Many of those who know her are regulars at the Kosciusko County’s senior activity center on the north side of Warsaw, a block or so south of Nelson’s apartment.
“They have been very good to me,” said Nelson of Kosciusko Community Senior Services, which operates the activity center.
“They take me on bus rides everywhere I need to go and they helped get me a new wheelchair and a new scooter.”
In return, she does some volunteer work, mostly printing out announcements and puzzles on her home computer for use at the center.
Nelson was born and raised in Silver Lake. Her family moved to Palestine when she was in the sixth grade.
Before the move she attended Franklin School, a four-room country schoolhouse. She then attended Mentone schools and graduated in 1965 from Mentone High School.
“I liked rock ’n’ roll and loved the Beach Boys,” she said of her youthful music choices. “Everybody loved The Beatles. Now I like all kinds of music.”
She is partial to Bruce Springsteen nowadays, and though country and western is not her preferred genre, “I like Garth Brooks. He is a cool dude on stage and a good man off stage.”
After high school, Nelson worked for “a good 10 years” at Crystal Performing as a packer on the assembly line.
The business made plastic milk jugs and Nelson said she packed “what seemed like millions” of jugs to be shipped to dairies.
After that she took a job operating a laminating machine at Da-Lite Screen in Warsaw. Her 15-year tenure there was cut short in 1989 when she was involved in a serious car accident, an event she said changed her life.
“God saved my life, and that is the part that changed my personality. I used to always be kind of a snot, afraid to get hurt by people. Now I talk to anybody about anything.”
Though she doesn’t travel much anymore, she “used to love to go on trips and I like to eat,” said Nelson.
“I used to like to go to a restaurant and watch other people, and ask, ‘What are they doing?
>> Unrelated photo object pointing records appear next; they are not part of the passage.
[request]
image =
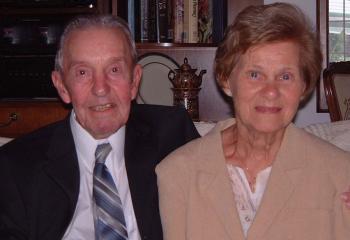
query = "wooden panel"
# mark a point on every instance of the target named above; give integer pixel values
(30, 116)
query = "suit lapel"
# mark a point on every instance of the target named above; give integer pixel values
(141, 154)
(63, 166)
(214, 183)
(285, 171)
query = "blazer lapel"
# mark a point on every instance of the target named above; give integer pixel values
(140, 160)
(214, 183)
(285, 170)
(63, 165)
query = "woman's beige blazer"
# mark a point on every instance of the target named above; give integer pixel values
(301, 202)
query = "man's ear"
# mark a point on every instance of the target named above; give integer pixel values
(57, 80)
(136, 79)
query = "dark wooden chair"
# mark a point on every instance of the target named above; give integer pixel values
(337, 89)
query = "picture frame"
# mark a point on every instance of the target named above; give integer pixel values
(322, 33)
(337, 88)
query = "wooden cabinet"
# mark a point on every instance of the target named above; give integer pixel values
(20, 117)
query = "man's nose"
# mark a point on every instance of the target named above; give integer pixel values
(100, 87)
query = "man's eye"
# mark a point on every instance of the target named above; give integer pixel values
(253, 75)
(285, 76)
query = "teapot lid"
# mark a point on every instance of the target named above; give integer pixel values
(185, 67)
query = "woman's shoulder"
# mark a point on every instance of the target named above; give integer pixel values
(320, 151)
(197, 151)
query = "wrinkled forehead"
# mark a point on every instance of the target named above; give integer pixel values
(97, 40)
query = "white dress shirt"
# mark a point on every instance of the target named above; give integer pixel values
(82, 224)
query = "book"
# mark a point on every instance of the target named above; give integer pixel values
(178, 20)
(219, 20)
(164, 21)
(144, 21)
(205, 21)
(152, 21)
(190, 25)
(170, 21)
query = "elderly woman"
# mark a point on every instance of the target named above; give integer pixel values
(258, 176)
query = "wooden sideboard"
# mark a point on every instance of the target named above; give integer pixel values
(20, 117)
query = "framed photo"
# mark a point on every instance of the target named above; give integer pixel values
(322, 30)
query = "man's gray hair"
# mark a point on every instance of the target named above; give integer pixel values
(86, 22)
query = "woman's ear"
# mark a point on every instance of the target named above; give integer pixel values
(225, 86)
(57, 80)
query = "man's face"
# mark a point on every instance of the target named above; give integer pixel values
(98, 79)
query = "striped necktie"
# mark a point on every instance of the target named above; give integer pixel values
(108, 212)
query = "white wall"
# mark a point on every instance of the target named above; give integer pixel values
(307, 114)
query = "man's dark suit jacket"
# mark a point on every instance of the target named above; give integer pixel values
(39, 173)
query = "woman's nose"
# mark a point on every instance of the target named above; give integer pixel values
(271, 90)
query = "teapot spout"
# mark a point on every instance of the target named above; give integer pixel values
(201, 73)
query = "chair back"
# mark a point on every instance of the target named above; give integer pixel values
(337, 89)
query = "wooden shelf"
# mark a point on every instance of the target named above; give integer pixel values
(173, 45)
(19, 117)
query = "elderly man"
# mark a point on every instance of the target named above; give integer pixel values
(91, 176)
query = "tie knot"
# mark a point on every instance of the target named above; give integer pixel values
(102, 152)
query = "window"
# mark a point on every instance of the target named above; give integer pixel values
(338, 30)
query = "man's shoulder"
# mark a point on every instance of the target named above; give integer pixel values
(158, 112)
(38, 138)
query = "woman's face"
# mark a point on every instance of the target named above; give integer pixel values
(266, 86)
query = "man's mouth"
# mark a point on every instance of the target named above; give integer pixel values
(101, 108)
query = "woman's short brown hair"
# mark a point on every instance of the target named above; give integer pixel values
(264, 24)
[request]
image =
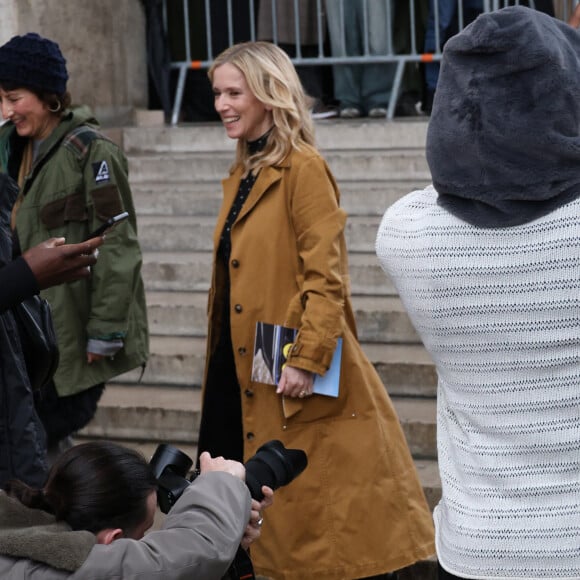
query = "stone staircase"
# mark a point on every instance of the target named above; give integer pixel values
(175, 175)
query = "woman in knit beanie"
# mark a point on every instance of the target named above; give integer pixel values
(71, 180)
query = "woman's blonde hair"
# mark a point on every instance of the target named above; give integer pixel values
(273, 80)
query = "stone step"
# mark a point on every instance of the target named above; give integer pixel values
(355, 164)
(191, 271)
(172, 415)
(177, 233)
(203, 198)
(405, 369)
(379, 318)
(330, 135)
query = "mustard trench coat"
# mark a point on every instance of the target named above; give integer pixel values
(358, 509)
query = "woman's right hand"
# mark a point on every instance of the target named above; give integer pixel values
(295, 382)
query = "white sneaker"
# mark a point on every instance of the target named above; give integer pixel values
(349, 113)
(378, 113)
What makes them tick?’ I still people watch.”
Nelson described herself as “a pretty good artist, a pencil sketcher.” She was also involved in her other two passions: photography and horses. She showed horses in 4-H and eventually “had a truck and trailer and pulled it down the road to show off my quarter horses all over the state of Indiana.”
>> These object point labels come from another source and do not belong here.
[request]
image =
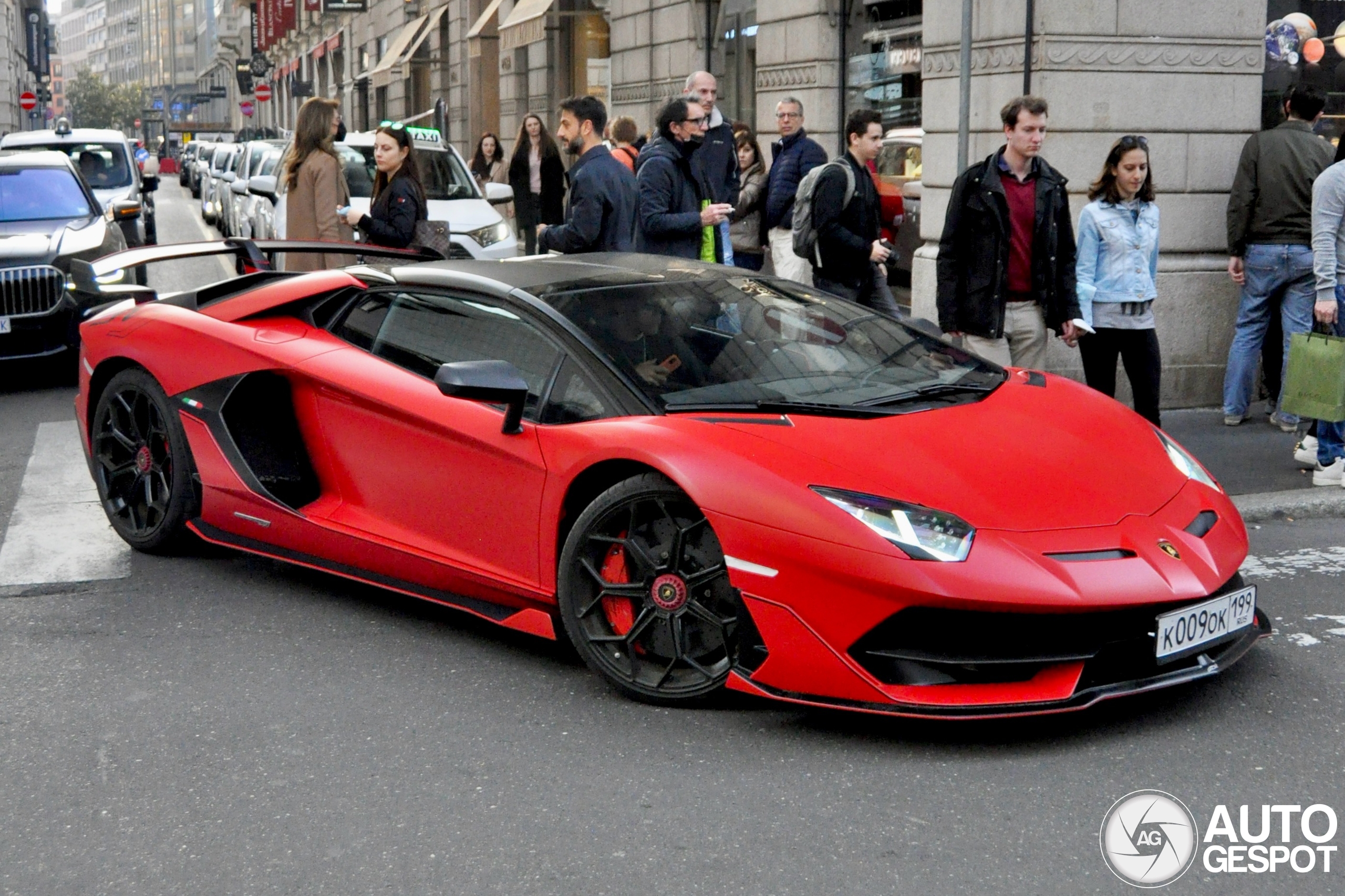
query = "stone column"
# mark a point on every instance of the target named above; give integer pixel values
(1185, 75)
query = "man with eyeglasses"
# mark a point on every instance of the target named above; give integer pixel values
(678, 214)
(793, 157)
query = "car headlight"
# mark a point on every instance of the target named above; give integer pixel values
(923, 533)
(491, 234)
(1188, 466)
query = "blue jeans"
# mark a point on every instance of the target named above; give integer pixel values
(1331, 436)
(1269, 268)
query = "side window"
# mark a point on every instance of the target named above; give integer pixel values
(421, 331)
(573, 399)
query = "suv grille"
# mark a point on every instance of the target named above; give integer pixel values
(30, 291)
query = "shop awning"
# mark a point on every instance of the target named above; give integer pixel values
(382, 73)
(526, 25)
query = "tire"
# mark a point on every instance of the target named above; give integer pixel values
(142, 465)
(645, 593)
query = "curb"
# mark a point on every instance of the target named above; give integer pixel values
(1298, 504)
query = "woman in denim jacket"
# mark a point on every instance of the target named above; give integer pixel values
(1115, 271)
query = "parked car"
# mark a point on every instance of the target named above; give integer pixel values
(246, 163)
(107, 162)
(491, 437)
(257, 210)
(897, 178)
(50, 216)
(189, 155)
(213, 178)
(201, 166)
(478, 229)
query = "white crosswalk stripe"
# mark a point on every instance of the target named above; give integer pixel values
(58, 530)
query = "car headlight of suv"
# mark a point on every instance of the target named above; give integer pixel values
(491, 234)
(922, 533)
(1188, 466)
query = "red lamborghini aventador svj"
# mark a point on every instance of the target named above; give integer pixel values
(701, 477)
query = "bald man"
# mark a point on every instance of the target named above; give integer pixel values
(717, 158)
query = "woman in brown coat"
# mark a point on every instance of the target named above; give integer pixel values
(316, 187)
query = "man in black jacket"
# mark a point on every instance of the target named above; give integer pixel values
(601, 206)
(677, 216)
(849, 244)
(717, 157)
(1007, 259)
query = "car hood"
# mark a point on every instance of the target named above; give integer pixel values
(1026, 458)
(34, 241)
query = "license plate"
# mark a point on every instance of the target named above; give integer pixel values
(1185, 631)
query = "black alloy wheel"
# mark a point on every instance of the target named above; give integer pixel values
(142, 463)
(645, 593)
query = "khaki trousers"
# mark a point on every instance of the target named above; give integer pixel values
(787, 264)
(1024, 343)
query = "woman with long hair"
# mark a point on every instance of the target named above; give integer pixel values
(315, 183)
(1115, 271)
(537, 175)
(746, 228)
(489, 162)
(399, 200)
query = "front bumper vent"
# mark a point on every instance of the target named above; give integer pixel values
(27, 293)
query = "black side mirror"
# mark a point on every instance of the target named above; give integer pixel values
(491, 381)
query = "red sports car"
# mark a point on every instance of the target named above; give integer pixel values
(701, 477)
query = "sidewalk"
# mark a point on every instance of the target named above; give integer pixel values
(1254, 463)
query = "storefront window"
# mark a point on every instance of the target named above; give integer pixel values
(884, 65)
(1305, 44)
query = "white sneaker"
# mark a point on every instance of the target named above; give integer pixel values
(1331, 475)
(1305, 452)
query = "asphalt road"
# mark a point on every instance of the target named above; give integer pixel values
(226, 724)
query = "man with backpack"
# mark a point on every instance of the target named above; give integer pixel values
(793, 157)
(1007, 259)
(848, 253)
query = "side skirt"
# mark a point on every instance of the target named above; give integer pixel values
(530, 621)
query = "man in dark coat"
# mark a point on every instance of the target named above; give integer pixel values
(793, 157)
(601, 206)
(676, 207)
(717, 158)
(1007, 259)
(849, 233)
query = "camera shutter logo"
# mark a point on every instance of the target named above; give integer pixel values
(1149, 839)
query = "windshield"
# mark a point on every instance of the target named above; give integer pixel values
(744, 342)
(441, 174)
(34, 194)
(102, 164)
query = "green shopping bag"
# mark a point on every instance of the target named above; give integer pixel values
(1315, 384)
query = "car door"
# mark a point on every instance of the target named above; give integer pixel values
(432, 473)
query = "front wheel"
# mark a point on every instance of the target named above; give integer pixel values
(645, 593)
(142, 463)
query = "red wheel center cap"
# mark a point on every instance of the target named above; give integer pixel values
(669, 592)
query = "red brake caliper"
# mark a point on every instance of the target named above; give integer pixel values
(619, 611)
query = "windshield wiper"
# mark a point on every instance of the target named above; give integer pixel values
(933, 391)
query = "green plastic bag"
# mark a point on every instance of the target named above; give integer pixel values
(1315, 384)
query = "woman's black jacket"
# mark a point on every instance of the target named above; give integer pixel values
(392, 218)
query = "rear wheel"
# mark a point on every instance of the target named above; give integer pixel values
(143, 465)
(645, 593)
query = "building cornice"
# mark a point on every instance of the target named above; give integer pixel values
(1079, 53)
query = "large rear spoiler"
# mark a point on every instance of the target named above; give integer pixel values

She attended major events of the All-American Quarter Horse Congress in Columbus, Ohio, competing in the Western Pleasure and English Hunt seat riding events.
Nelson wakes up every morning with a personal philosophy of “never give up, never stop.” She said the medical attendants at Parkview Hospital in Fort Wayne where she was treated after the accident acknowledged, “You’re not a quitter.”
“God saved me to behave myself and be better,” she said.
Nelson recognizes she has gotten through life through the kindness of strangers. “Some people you never would have thought are the ones who help you the most. Sometimes you don’t know by the way people look.”